Myth: Unused chimneys don't need inspecting or cleaning.
The National Chimney Safety Institute of America
recommends annual chimney inspection.
Cracks can develop within the structure, as well obstructions like bird nests. An annual inspection enables you to pinpoint and fix small problems before they become huge, expensive ones.
The Fix: A certified chimney sweep inspects operation of parts susceptible to wear and tear, such as the damper, the chimney's interior and exterior construction. They're also trained to recommend and complete maintenance upgrades including stainless steel flue liners, like the HomeSaver. They'll diagnose performance issues like weak draft, smoke that doesn't flow forcefully up the chimney.
A basic inspection usually costs
around $200 and the price often includes a sweep (cleaning).

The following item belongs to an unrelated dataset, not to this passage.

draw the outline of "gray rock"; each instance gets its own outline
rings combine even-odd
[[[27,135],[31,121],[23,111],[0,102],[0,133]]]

Repairs or upgrades depend on severity of the problem, height of or access to the chimney, and other variables.
According to State Farm Insurance
, a sweep should clean a chimney if he sees 1/8-1/4 inch of creosote buildup. Creosote, a tar-like substance that lines a chimney with a sticky flammable coating, is a product of combustion and accumulates in the flue. It is an infamous ingredient for some chimney fires.